I bolognesi sanno e per lo più accettano che esista un partito saldo al potere, che ha cambiato nome e modi, ma che al pari dei suoi interlocutori economici (tra cui i potenti gestori dei suoi servizi pubblici) non conosce la sconfitta: l’unica alternanza, spesso citata, di Giorgio Guazzaloca nel 1999, è una storia bolognese, che ha più a che fare con i problemi dell’Ulivo che con la destra.

Il 40 per cento di Isabella Conti viene da questo contesto strutturale: dal riposizionamento di tanti numeri tre e quattro di partito, che in questi anni hanno patito all’ombra di Lepore, ma soprattutto dalla ribellione alla consapevolezza cittadina di essere guidati da una sorta di coazione a ripetere più che da un progetto politico veramente forte e innovativo.

Un risultato peggiore di quanto appare

La campagna di Conti è stata tardiva e senza acuti, il suo feudo elettorale è in un altro comune, il suo avversario, forte dei bacini elettorali che ha frequentato e talvolta sponsorizzato in dieci anni di governo, era sostenuto da tre ex presidenti del Consiglio (Prodi, Letta e Conte) e ha chiuso la campagna all’osteria con Guccini.

Nonostante i suoi limiti, il divario mostruoso e lo stigma di renzismo, Conti ha preso solo 5.000 voti in meno di Lepore. Taciuto dai giornali locali, ma è un risultato straordinario, con radici in due fatti utili da riconoscere: l’amore che nonostante i modi in cui vengono indette i bolognesi continuano a dimostrare per l’istituto competitivo delle primarie (26.369 votanti sono pochi meno di quelli delle primarie del 2011, ma allora fecero da traino tre candidati molto diversi e l’entusiasmante contesto post-berlusconiano – a proposito di continuità: Merola prese 16.000 voti, proprio come Lepore oggi); e in secondo luogo la stanchezza o il disagio che tanti bolognesi provano verso un sistema di potere che sarà anche efficiente ma non sembra essere contendibile.

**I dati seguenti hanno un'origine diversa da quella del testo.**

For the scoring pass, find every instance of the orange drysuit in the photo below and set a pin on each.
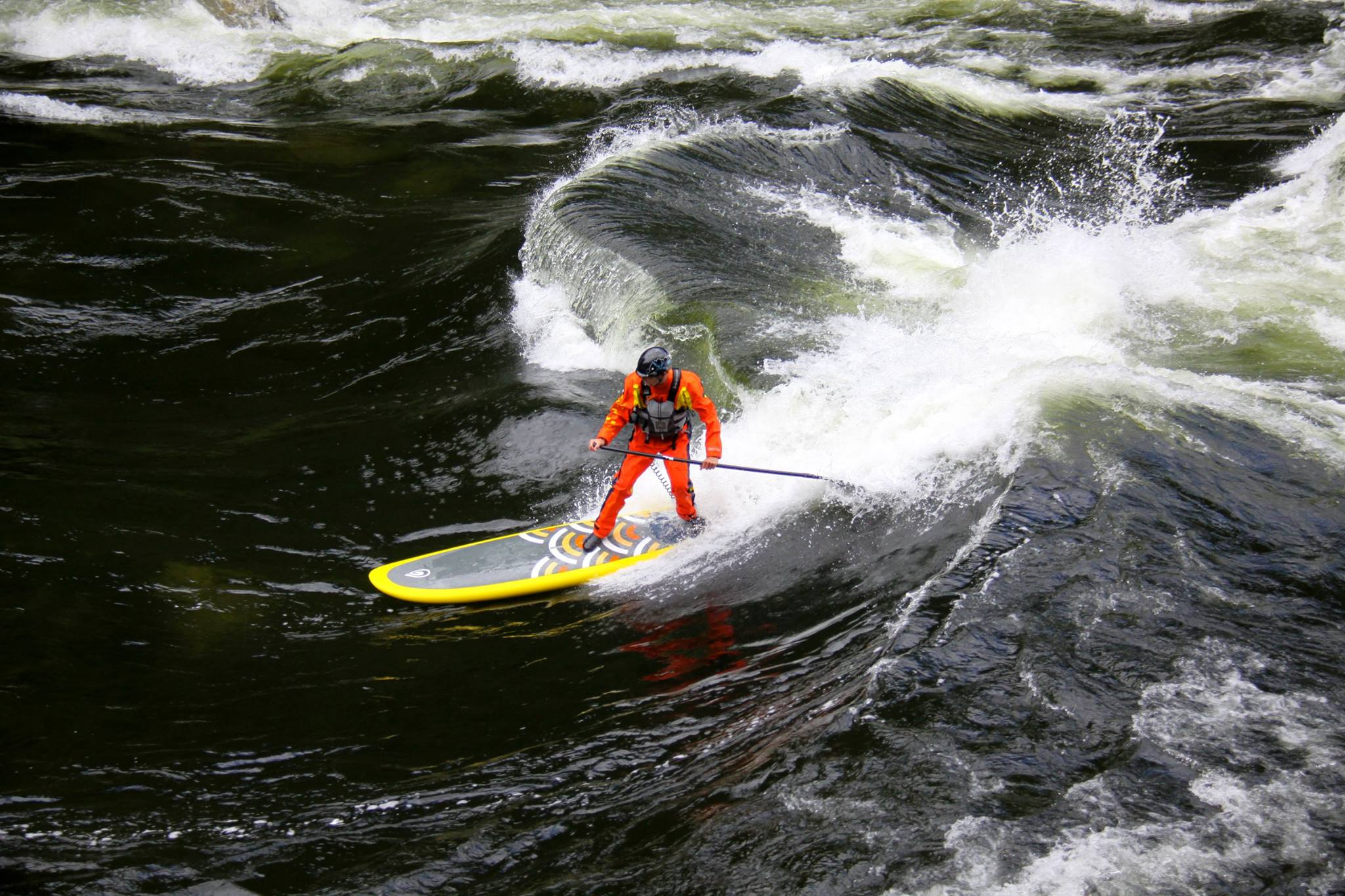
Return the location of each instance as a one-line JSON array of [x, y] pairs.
[[690, 395]]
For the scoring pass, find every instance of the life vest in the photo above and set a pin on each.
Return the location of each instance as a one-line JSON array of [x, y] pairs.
[[662, 421]]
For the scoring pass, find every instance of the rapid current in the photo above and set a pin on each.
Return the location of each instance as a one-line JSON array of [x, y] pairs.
[[1055, 291]]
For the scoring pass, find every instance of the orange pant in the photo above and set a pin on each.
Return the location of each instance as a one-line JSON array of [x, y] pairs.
[[680, 477]]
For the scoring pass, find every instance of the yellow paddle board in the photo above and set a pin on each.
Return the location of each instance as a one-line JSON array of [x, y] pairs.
[[527, 562]]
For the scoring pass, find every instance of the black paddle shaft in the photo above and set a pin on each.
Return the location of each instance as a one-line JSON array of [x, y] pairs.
[[720, 467]]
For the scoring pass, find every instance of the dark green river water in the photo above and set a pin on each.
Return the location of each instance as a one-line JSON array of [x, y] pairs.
[[1055, 291]]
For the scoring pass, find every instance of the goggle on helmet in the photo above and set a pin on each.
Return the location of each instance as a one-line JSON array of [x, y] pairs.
[[654, 362]]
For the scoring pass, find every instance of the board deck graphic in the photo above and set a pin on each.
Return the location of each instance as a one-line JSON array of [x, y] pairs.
[[529, 562]]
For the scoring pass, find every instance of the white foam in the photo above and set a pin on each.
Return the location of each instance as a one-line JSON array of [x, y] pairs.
[[553, 335], [187, 41]]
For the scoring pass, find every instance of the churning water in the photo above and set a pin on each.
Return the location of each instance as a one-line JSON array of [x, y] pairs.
[[1055, 291]]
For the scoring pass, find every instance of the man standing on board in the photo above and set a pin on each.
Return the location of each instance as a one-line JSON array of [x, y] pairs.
[[658, 400]]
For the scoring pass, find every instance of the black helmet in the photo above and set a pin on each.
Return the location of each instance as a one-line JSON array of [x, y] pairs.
[[654, 362]]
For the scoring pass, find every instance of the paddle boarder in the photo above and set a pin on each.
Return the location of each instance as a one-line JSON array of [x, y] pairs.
[[658, 399]]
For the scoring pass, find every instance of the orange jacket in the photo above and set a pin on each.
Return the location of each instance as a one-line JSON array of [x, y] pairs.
[[692, 394]]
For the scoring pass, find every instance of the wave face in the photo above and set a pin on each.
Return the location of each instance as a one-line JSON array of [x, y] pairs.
[[1053, 293]]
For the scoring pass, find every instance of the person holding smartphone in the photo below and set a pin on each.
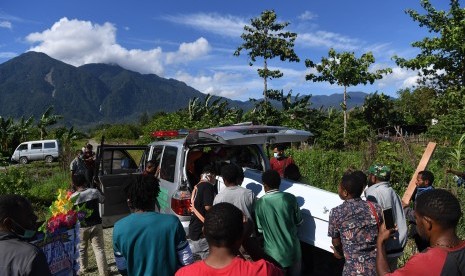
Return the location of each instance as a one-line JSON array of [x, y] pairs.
[[353, 226], [380, 191], [437, 213]]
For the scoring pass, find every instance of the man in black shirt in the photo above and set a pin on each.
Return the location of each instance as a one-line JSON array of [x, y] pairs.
[[202, 198], [17, 224]]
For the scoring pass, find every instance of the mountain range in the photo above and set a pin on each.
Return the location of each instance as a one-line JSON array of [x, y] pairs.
[[101, 93]]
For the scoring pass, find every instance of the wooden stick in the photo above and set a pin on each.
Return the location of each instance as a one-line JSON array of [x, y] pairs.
[[421, 166]]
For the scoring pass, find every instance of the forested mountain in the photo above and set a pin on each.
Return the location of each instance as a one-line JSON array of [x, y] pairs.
[[97, 93]]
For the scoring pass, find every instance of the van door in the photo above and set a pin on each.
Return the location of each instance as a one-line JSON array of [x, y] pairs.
[[36, 152], [50, 150], [247, 135], [116, 168]]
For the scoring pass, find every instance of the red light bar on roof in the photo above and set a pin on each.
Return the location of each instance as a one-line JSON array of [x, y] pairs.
[[165, 133]]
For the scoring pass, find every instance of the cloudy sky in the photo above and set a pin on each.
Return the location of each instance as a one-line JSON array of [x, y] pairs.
[[194, 41]]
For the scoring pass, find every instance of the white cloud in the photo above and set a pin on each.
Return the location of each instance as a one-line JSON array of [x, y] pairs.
[[230, 85], [399, 79], [6, 24], [189, 51], [80, 42], [8, 54], [224, 25], [307, 15], [323, 39]]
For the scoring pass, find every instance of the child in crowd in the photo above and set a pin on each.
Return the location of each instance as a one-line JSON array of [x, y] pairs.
[[278, 217], [224, 231]]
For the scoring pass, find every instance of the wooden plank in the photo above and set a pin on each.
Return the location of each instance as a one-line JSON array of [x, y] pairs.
[[421, 167]]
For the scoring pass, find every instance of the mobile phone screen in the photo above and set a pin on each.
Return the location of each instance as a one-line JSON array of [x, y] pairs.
[[388, 218]]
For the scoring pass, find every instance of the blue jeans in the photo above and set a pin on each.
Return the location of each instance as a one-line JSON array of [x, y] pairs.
[[199, 247]]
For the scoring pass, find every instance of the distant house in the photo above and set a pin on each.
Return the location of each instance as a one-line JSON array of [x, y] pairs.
[[409, 132]]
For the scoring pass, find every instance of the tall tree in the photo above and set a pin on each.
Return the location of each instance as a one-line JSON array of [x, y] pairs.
[[417, 105], [441, 61], [6, 128], [47, 119], [379, 111], [265, 38], [345, 70]]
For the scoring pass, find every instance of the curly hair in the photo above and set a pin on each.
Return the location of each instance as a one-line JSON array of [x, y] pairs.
[[272, 179], [11, 204], [439, 205], [223, 225], [142, 192], [354, 182]]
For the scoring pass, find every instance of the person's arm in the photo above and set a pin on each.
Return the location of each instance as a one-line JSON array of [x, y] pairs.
[[382, 266], [457, 173], [337, 248]]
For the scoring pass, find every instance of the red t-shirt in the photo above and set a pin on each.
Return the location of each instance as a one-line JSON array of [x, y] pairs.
[[431, 262], [280, 164], [238, 266]]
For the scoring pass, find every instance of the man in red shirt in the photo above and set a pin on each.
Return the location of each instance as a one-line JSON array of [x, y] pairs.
[[224, 231], [437, 213], [280, 161]]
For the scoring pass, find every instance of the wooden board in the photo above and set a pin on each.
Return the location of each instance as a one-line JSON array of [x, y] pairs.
[[421, 167]]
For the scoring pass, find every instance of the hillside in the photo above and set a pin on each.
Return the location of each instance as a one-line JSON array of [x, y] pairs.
[[98, 93]]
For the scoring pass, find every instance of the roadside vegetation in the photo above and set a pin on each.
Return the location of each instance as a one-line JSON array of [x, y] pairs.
[[343, 138]]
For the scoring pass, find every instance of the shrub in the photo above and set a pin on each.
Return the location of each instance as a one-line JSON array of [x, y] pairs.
[[15, 181]]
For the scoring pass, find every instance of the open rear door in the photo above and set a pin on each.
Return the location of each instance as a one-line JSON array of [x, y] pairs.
[[115, 206], [117, 167]]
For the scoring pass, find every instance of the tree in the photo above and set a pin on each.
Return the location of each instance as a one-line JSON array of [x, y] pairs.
[[346, 70], [441, 61], [47, 119], [6, 128], [417, 105], [211, 113], [265, 38]]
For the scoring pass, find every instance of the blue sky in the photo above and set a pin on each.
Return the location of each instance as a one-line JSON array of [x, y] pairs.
[[194, 41]]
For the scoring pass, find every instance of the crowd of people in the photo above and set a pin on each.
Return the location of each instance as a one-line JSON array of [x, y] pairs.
[[226, 226]]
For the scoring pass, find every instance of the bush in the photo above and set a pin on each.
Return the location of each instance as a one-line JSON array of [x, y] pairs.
[[324, 168], [120, 131], [15, 180]]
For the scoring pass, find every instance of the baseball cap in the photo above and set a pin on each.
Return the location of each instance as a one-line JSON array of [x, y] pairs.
[[380, 171]]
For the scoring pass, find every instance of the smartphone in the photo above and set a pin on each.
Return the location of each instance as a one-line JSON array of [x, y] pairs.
[[388, 218]]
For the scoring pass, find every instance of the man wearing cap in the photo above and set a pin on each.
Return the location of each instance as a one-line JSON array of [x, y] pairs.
[[380, 191]]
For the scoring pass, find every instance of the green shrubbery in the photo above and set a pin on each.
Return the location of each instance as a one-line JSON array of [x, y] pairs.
[[15, 180]]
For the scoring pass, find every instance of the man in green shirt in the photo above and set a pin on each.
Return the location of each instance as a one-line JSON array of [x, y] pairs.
[[146, 242], [278, 217]]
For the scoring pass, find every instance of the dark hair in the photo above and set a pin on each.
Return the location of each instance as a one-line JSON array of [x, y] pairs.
[[439, 205], [292, 172], [209, 169], [272, 179], [12, 205], [353, 184], [142, 192], [427, 175], [361, 176], [240, 175], [79, 180], [151, 164], [229, 173], [223, 225]]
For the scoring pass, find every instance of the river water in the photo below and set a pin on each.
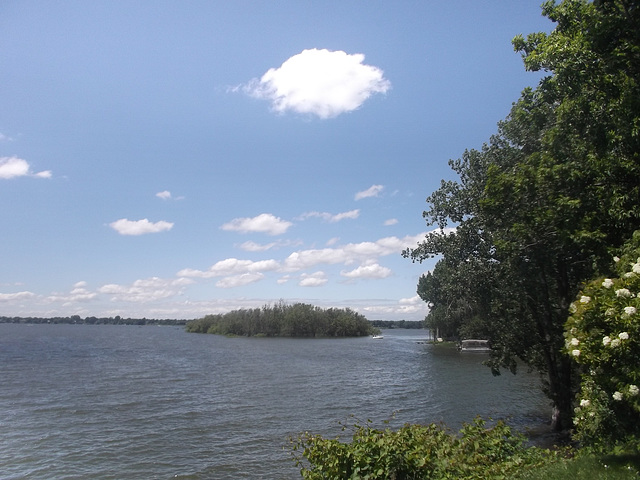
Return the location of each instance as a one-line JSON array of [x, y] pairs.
[[115, 402]]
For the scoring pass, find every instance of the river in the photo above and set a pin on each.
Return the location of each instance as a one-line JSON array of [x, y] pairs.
[[147, 402]]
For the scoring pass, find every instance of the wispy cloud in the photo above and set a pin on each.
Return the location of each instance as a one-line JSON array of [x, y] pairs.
[[231, 266], [319, 82], [372, 191], [10, 297], [239, 280], [166, 195], [331, 218], [145, 290], [368, 271], [139, 227], [316, 279], [263, 223], [250, 246], [11, 167]]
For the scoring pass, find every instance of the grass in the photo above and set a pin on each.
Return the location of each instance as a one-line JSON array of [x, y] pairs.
[[589, 467]]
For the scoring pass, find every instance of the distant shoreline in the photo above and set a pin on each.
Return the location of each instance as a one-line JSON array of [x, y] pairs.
[[77, 320]]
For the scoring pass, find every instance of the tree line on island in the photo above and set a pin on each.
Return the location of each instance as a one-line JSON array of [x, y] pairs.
[[284, 320], [538, 248]]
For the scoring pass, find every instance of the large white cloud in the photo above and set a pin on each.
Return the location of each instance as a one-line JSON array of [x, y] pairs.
[[145, 290], [368, 271], [239, 280], [320, 82], [363, 252], [139, 227], [316, 279], [10, 297], [231, 266], [263, 223], [372, 191], [11, 167]]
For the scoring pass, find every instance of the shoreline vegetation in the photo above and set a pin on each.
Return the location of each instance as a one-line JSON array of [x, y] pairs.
[[77, 320], [299, 320]]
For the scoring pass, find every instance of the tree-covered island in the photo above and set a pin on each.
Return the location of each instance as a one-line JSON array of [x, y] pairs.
[[283, 320]]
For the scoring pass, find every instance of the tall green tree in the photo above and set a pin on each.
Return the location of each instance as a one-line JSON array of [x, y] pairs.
[[536, 212]]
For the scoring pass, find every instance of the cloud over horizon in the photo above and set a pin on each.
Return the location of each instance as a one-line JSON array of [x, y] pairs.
[[139, 227], [263, 223], [11, 167], [321, 82], [372, 191]]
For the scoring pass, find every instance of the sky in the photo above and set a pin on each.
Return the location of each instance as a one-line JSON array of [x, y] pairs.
[[173, 159]]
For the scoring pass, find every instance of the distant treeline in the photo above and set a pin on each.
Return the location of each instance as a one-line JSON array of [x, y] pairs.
[[282, 320], [397, 324], [76, 319]]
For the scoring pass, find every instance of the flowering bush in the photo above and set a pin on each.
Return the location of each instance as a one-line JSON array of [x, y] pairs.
[[603, 336]]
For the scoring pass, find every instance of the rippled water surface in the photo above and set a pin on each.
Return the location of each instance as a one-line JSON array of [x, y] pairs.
[[115, 402]]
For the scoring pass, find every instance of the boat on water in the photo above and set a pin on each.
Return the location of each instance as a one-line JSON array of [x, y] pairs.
[[474, 345]]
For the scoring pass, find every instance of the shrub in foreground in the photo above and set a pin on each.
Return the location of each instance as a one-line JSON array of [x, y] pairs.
[[418, 452]]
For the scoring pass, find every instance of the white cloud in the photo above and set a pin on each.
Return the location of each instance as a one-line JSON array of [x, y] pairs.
[[363, 252], [139, 227], [77, 294], [250, 246], [231, 266], [166, 195], [239, 280], [263, 223], [145, 290], [316, 279], [319, 82], [10, 297], [368, 271], [372, 191], [332, 218], [11, 167]]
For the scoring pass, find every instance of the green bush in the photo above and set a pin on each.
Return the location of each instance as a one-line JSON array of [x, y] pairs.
[[603, 336], [418, 452]]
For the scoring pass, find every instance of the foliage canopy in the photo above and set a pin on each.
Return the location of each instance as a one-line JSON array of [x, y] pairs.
[[538, 210], [283, 320]]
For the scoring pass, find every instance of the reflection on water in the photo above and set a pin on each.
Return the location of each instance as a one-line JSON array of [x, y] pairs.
[[110, 402]]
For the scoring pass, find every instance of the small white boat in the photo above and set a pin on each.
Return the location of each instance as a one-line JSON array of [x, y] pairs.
[[476, 346]]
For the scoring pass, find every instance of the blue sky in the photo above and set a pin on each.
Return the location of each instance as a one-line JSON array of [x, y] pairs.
[[169, 159]]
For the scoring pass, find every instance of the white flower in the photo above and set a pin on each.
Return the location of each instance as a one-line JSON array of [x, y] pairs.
[[623, 292], [608, 283]]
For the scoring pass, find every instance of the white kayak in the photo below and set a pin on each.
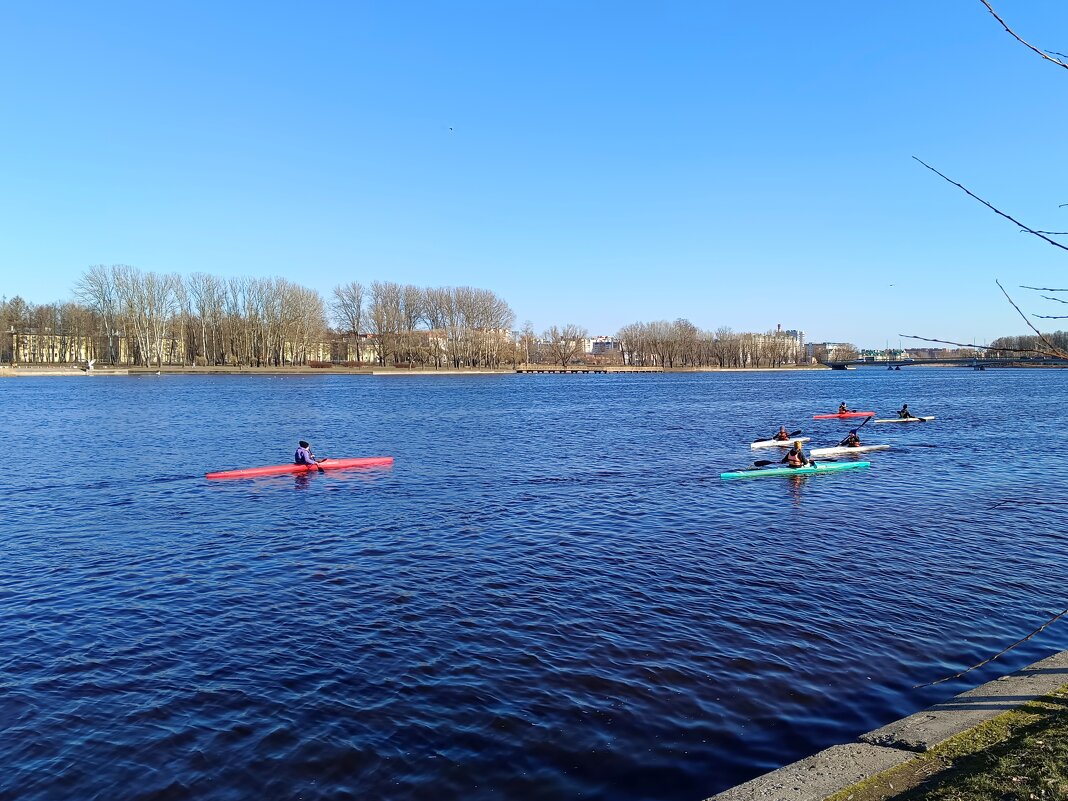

Il politologo Gianfranco Pasquino, che conosce bene la città e che nel 2009 si candidò a sindaco con una sua lista, ha commentato a caldo su twitter: «Diamo i numeri. Ci sono più di 10 mila bolognesi informati e partecipanti che hanno votato per, se non smantellare, almeno scalfire il blocco di potere del PD. Non male». Mi sembra che non si possa sintetizzare meglio le ragioni di chi, per nulla renziano, e forse senza conoscerla nemmeno troppo, ha votato Isabella Conti. Chi dice che questo voto sia moderato racconta solo un pezzo di verità.

E ora, che cosa accadrà? Il secondo paradosso di queste brutte primarie di coalizione senza coalizione è che insieme a Lepore si sono dichiarati vincitori esponenti politici di forze che non solo non hanno partecipato alle primarie, ma hanno anticipato che in caso di vittoria di Conti non l’avrebbero sostenuta. In sintesi, formalmente Lepore è il candidato di una coalizione di centro-sinistra di cui Isabella Conti rappresenta la seconda forza, ma sostanzialmente è il candidato di chi non fa parte della coalizione che ha indetto le primarie.

Si profila così all’orizzonte una non-coalizione che senza aver dibattuto alcuna sintesi politica, nel nome di Lepore proverà a tenere dentro tutti: da Conti (civica o Italia Viva nel simbolo?) a Coalizione Civica (ma non dicevano «mai con la Conti?»), passando per il putrescente M5S. Come possa questo gigantesco carro del vincitore targato PD, lungi dal mettere in discussione l'assetto di interessi consolidati e per l’ennesima volta lasciato senza sfidante dalle «destre» che non hanno ancora indicato il loro campione, essere raccontato come laboratorio replicabile è qualcosa che noi umarell che guardiamo da fuori proprio non comprendiamo.